McCain was also an expert at reading the political room, and he recognized when a politically defensible space existed to break from his party. Sinema shows no sign of understanding that McCain’s political independence was the product of a savvy and calculating political mind, let alone having one herself. 

Sinema’s fickleness hasn’t earned her the coveted title of maverick; political observers are more likely to describe Sinema as “mercurial” with “unclear” policy goals. Writing in The New York Times, columnist Michelle Goldberg pointedly asked “What’s Wrong With Kyrsten Sinema?” Those headlines will make for an interesting memoir with a fat advance from a publisher, but they hardly inspire confidence in Sinema as a member of the nation’s highest deliberative body. Even Sinema’s own allies reportedly struggle to understand her political strategy and core beliefs. 

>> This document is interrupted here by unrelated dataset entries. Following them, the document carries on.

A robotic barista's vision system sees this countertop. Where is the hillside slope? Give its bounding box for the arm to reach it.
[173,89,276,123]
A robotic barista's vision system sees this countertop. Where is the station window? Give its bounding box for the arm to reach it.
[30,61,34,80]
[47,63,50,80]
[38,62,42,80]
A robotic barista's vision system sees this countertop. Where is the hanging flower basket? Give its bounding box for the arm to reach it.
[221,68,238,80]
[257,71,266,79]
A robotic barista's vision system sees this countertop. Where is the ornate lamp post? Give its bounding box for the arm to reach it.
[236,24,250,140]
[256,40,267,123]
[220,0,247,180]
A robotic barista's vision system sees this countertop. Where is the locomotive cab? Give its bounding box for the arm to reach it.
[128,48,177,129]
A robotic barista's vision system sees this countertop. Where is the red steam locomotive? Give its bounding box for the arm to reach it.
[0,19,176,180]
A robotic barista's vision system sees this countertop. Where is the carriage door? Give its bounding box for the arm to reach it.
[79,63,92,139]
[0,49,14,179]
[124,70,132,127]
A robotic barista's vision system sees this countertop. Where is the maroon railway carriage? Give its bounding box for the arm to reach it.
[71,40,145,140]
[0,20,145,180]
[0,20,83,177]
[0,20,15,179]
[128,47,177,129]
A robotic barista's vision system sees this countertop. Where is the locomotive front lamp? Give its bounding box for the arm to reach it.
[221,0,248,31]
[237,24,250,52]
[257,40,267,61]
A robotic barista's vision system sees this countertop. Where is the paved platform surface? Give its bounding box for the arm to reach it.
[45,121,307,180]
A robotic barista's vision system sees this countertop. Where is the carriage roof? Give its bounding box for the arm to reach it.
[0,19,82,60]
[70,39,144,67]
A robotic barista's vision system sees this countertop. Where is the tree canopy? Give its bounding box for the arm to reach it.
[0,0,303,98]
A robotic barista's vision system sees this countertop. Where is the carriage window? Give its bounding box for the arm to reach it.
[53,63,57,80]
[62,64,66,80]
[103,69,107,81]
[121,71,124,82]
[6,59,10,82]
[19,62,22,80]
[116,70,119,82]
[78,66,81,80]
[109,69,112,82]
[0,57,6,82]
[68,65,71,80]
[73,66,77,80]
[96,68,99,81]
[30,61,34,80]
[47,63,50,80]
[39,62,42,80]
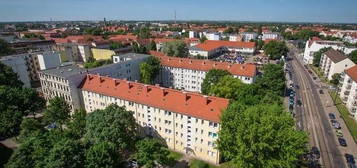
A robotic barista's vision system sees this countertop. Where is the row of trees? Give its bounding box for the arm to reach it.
[202,64,307,168]
[5,97,170,168]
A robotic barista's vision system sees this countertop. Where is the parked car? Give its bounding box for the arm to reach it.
[333,121,341,129]
[336,130,343,137]
[345,153,356,164]
[328,113,336,120]
[338,138,347,147]
[311,146,320,159]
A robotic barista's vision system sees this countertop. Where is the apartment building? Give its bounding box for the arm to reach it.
[320,49,355,80]
[81,74,229,164]
[339,65,357,121]
[39,54,149,110]
[303,37,357,64]
[262,32,280,41]
[189,40,255,59]
[241,32,258,42]
[0,54,31,87]
[150,52,257,92]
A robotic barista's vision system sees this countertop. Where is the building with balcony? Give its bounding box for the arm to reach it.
[80,74,229,164]
[320,49,355,80]
[339,65,357,121]
[150,51,258,92]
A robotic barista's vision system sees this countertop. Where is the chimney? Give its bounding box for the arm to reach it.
[203,95,211,105]
[114,79,120,86]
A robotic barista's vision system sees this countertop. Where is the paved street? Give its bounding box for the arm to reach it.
[289,43,357,168]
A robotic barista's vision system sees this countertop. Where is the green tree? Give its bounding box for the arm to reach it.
[0,85,45,137]
[139,56,160,84]
[263,40,289,60]
[44,97,71,130]
[68,109,87,139]
[0,39,15,56]
[218,103,307,168]
[312,47,331,67]
[256,64,285,96]
[148,40,157,51]
[45,139,84,168]
[201,69,231,95]
[162,40,187,58]
[85,104,136,150]
[135,138,170,168]
[330,73,341,86]
[85,141,121,168]
[18,118,45,142]
[200,36,208,43]
[349,50,357,64]
[0,62,23,87]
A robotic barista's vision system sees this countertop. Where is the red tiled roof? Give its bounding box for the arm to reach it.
[81,74,229,122]
[195,40,255,51]
[345,65,357,82]
[150,51,257,77]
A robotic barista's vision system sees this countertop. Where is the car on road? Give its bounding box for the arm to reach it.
[333,121,341,129]
[336,130,343,137]
[338,138,347,147]
[319,89,324,94]
[311,146,320,159]
[328,113,336,120]
[345,153,356,164]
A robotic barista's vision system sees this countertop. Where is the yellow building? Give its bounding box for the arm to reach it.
[81,75,229,164]
[92,48,115,60]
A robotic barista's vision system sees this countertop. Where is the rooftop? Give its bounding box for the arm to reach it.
[345,65,357,82]
[81,74,229,122]
[192,40,255,51]
[324,49,347,63]
[150,51,257,77]
[41,65,86,78]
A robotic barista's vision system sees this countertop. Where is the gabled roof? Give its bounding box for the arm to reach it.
[81,74,229,122]
[150,51,257,77]
[324,49,347,63]
[345,65,357,82]
[194,40,255,51]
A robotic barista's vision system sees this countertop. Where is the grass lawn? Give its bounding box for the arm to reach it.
[169,151,183,161]
[329,92,357,143]
[189,159,218,168]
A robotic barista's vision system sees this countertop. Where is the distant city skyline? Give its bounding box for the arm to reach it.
[0,0,357,23]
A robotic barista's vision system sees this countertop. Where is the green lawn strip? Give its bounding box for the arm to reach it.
[329,92,357,143]
[189,159,219,168]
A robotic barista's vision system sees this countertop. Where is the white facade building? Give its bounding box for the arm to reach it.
[37,51,61,70]
[303,39,345,64]
[339,65,357,121]
[0,54,31,87]
[262,32,279,41]
[241,32,258,42]
[81,75,229,164]
[320,49,355,80]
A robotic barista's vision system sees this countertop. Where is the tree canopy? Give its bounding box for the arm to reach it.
[84,104,136,150]
[201,69,230,95]
[0,39,14,56]
[349,50,357,64]
[263,40,289,60]
[218,104,307,168]
[85,141,121,168]
[162,40,187,58]
[139,56,160,84]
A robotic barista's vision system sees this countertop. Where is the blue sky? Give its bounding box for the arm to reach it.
[0,0,357,23]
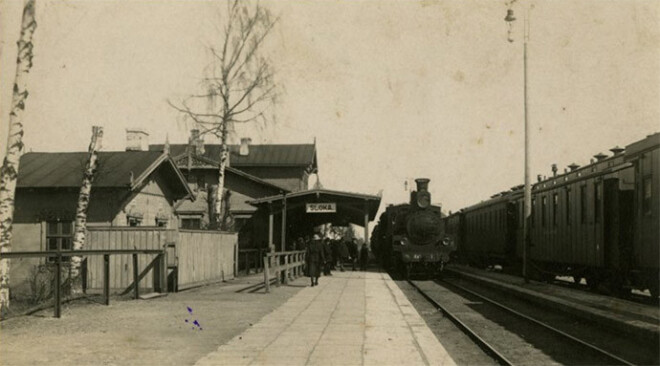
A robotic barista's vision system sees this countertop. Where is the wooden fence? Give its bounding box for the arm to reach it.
[85,227,176,292]
[175,230,238,290]
[86,227,238,292]
[264,250,305,292]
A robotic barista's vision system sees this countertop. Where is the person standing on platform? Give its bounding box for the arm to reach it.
[339,240,348,272]
[305,234,325,287]
[323,238,332,276]
[360,243,369,271]
[330,240,339,269]
[348,238,358,271]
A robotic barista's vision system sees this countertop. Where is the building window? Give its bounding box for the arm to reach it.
[181,218,202,230]
[642,177,653,215]
[594,183,603,222]
[552,193,559,226]
[580,186,587,224]
[46,221,73,262]
[126,216,142,226]
[564,188,571,226]
[541,196,548,227]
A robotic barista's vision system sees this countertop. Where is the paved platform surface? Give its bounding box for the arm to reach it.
[196,272,454,365]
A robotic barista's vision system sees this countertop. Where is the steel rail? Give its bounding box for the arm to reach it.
[408,280,514,366]
[442,279,634,365]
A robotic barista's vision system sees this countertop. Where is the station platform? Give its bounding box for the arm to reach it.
[446,265,660,342]
[196,271,455,366]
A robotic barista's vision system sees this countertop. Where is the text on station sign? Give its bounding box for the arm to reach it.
[307,203,337,213]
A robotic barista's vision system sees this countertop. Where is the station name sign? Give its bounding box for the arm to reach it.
[307,203,337,213]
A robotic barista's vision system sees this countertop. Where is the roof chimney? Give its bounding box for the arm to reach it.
[594,153,607,161]
[238,137,252,156]
[188,128,204,155]
[415,178,431,192]
[126,128,149,151]
[610,146,625,155]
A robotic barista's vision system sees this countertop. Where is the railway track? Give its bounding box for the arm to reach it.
[408,280,648,365]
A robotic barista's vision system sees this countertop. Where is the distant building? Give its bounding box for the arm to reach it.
[11,151,193,298]
[149,130,318,248]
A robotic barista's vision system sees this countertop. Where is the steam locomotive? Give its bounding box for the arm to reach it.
[371,178,456,279]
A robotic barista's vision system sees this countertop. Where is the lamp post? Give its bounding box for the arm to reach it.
[504,9,532,282]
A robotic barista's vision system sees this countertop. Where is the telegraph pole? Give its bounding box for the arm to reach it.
[504,5,532,282]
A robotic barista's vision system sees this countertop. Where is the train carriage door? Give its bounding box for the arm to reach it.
[602,178,633,271]
[504,201,518,259]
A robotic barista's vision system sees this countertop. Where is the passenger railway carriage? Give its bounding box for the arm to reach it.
[445,133,660,297]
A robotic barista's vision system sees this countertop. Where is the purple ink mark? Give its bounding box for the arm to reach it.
[185,306,202,330]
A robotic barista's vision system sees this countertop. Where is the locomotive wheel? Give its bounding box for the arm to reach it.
[649,282,659,299]
[403,263,412,281]
[587,276,600,291]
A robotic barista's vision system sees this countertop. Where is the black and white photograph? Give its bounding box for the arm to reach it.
[0,0,660,366]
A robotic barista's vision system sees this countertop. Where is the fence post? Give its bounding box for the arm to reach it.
[103,254,110,305]
[264,255,270,293]
[282,254,289,285]
[160,248,167,293]
[273,253,282,287]
[55,254,62,318]
[133,253,140,300]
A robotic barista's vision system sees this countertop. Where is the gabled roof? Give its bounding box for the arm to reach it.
[17,151,193,197]
[149,144,318,170]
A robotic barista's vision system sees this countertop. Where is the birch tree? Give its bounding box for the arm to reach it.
[0,0,37,316]
[71,126,103,293]
[170,0,277,228]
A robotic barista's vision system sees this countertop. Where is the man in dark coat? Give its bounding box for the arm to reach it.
[360,244,369,271]
[348,238,358,271]
[339,240,348,272]
[323,238,332,276]
[305,235,325,287]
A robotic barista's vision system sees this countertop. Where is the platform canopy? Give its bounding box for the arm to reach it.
[247,189,381,249]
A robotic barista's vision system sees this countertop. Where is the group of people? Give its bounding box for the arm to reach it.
[296,234,369,286]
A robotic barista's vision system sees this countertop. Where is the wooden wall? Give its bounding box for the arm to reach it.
[86,226,176,293]
[176,230,238,290]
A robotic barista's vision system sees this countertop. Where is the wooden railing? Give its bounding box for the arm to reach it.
[264,250,305,292]
[238,248,266,275]
[0,249,167,318]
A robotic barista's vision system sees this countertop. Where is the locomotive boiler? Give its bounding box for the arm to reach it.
[372,178,455,278]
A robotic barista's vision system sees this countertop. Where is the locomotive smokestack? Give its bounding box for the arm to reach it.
[415,178,431,192]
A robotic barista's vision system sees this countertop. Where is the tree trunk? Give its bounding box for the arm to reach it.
[0,0,37,316]
[71,126,103,293]
[215,121,229,230]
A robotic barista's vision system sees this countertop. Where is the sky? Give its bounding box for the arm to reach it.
[0,0,660,217]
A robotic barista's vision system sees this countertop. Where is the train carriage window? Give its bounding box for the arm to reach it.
[46,221,73,262]
[594,182,602,222]
[580,186,587,224]
[541,197,548,227]
[552,193,559,226]
[642,177,653,215]
[564,188,571,226]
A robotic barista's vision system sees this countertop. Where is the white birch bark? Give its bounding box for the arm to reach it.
[0,0,37,316]
[215,122,229,230]
[71,126,103,293]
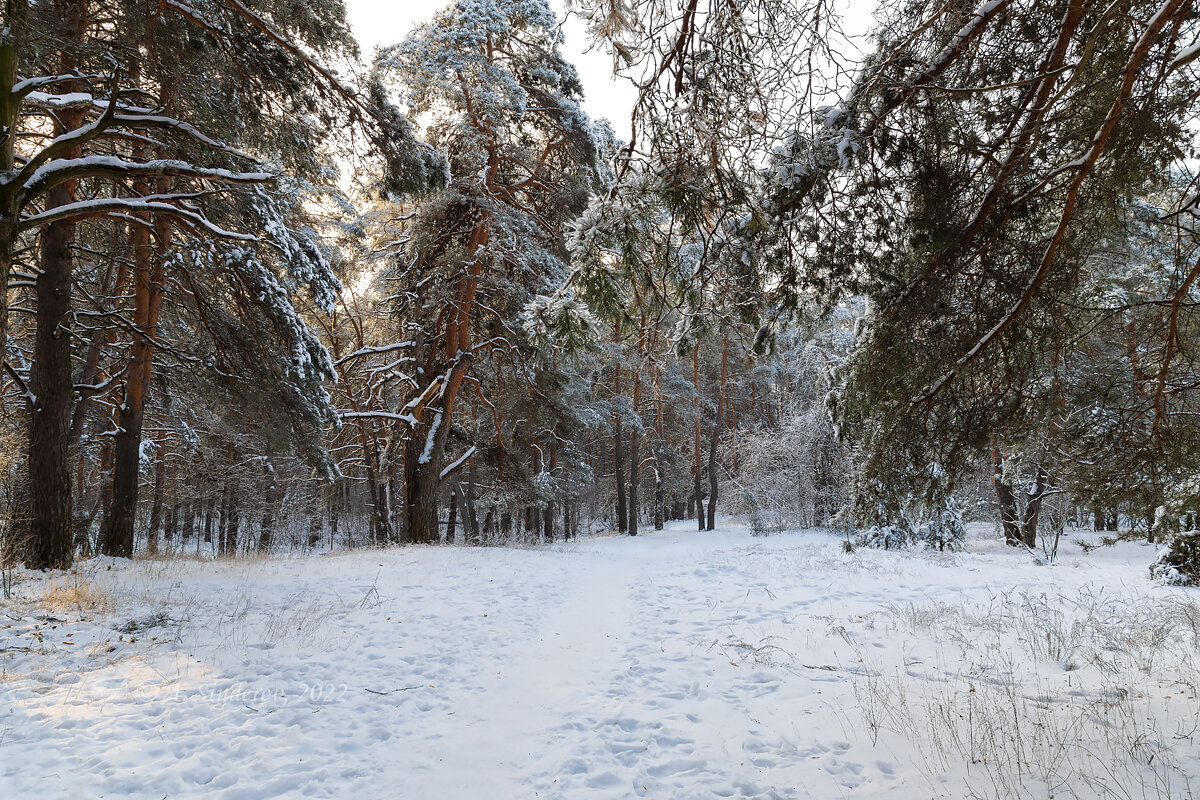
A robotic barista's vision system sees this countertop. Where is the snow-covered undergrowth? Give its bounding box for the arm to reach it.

Perhaps as a result, Sinema’s most notable moments of political independence are also her most widely reviled. After Sinema voted against raising the federal minimum wage — though she’d vocally supported raising the minimum wage in the past — Sinema’s own hometown expressed their displeasure by approving a $15 minimum wage themselves. 

Similarly, as debate over passage of the John R. Lewis Voting Rights Act reached a crescendo in 2022, Sinema voted against a temporary change to the Senate’s filibuster rules that was essential to the act’s passage. Republicans were then able to block the measure. Sinema’s decision was a slap in the face to Arizonans. In response, the Arizona Democratic Party took the serious step of censuring Sinema for her behavior. 

That’s quite the political and ideological collapse for a former member of the Green Party who had once proudly cheerleaded for a host of liberal causes. Now Sinema, who once called raising big-donor campaign cash “bribery,” is an eager recipient of corporate money. In 2021, Sinema took in a personal record fundraising haul thanks in large part to huge donations from pharmaceutical companies and financial interests. But all the Big Pharma money in America won’t be enough to save Sinema from her own unpopularity — nor will abandoning the Democratic Party to be an independent.

In September, a poll by Fabrizio Ward and Impact Research found that her favorable rating was just 37%, with an unfavorable rating of 54%. Without any clear idea of what Sinema believes or whose interests she serves, it seems that voters no longer trust her. And Sinema’s net favorability of -20 with Democrats isn’t an outlier: She posts an almost identical -18 with Republicans, -10 with independents, according to data posted by FiveThirtyEight’s Nate Silver.

If Sinema seeks re-election in 2024, she’ll likely face a strong challenge on her left from Democratic Rep. Ruben Gallego. She’ll almost certainly need to fend off that challenge without the institutional Democratic Party resources she would otherwise have enjoyed.

Sinema may consider herself a McCain-style maverick, but she’s increasingly looking like a political player out of her depth and in search of a constituency. Her desperate leap out of the Democratic Party will someday make a compelling story for her book. It’s also likely to end her political career.